Buildings & Architecture, Historical & Museum / Wednesday, November 28th, 2018

Now that we are faced with darker, shorter days and soon-to-be-dropping temperatures, I have started looking for things to do that keep me inside. Summers in Minnesota are meant to be lived outside and I save anything indoors for the chillier months.
With that, I found the Rourke Art Museum in Moorhead to keep me warm and cultured.
Affectionately referred to as “Rourke” and established in June of 1960, the museum was founded as an art gallery by James O’Rourke.
The Rourke Art Museum has been a mainstay in the Moorhead-Fargo area for more than 50 years.
Housed in the historic 1913 Federal Courthouse building, designed by federal architect Oscar Wenderoth as the Moorhead Federal Post Office.
The building opened to the public in 1915 and served as the Post Office until 1960 when it became the Moorhead City Office Building.

Since 1966, it has been home to the Red River Art Center, the Plains Art Museum and now the Rourke Art Gallery Museum.

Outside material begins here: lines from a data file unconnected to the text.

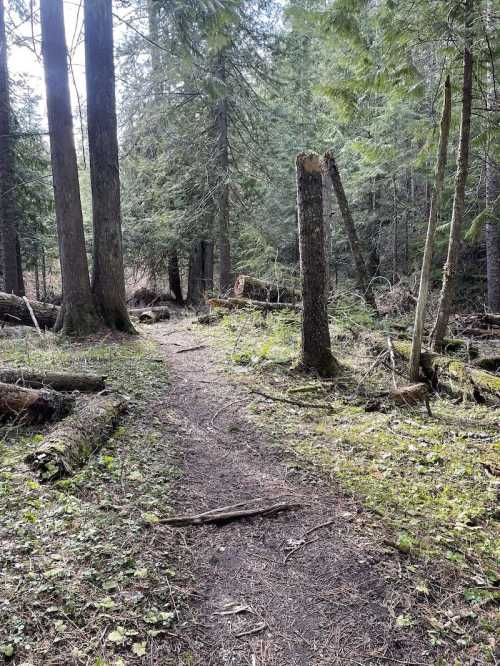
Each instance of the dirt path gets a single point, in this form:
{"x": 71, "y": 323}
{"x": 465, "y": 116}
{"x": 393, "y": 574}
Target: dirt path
{"x": 335, "y": 600}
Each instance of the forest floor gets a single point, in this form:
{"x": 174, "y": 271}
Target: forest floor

The neoclassical building,  with original architectural details like the exterior front columned portico and an interior marble staircase, is the last remaining majestic building in downtown Moorhead from its early history.

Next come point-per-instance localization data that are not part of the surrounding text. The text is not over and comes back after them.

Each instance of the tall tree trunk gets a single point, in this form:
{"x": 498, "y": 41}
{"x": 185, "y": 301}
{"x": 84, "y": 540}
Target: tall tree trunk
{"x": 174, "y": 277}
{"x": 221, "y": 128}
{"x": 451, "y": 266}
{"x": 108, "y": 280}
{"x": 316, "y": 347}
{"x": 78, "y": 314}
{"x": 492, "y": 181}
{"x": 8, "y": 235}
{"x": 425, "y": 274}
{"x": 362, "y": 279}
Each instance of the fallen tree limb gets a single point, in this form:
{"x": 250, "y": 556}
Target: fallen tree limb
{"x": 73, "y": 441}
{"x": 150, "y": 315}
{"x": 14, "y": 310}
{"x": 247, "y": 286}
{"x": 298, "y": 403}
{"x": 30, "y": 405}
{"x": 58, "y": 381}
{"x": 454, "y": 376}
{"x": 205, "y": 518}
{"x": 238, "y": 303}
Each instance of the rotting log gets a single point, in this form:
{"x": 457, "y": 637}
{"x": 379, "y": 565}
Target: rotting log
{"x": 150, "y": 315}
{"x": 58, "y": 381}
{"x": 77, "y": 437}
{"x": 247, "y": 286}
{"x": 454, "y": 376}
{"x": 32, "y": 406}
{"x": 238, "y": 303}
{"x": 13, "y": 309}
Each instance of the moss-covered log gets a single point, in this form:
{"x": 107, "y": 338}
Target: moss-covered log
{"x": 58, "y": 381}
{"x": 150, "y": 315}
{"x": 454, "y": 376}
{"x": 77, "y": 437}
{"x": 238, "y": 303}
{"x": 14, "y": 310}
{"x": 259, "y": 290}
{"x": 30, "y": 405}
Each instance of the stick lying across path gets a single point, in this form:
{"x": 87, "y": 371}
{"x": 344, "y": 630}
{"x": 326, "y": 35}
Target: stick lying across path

The Rourke has become a community art institution with many of the region’s most celebrated artists represented in its exhibits.

The Museum’s permanent collection of more than 4,000 artworks.

Temporary exhibitions at the Museum and its sister entity, the Rourke Art Gallery in Moorhead showcase work by local and regional artists.

Fun fact; there is a buffalo sculpture on its steps that is painted to look like Vincent Van Gogh, a bandage around his ear and all!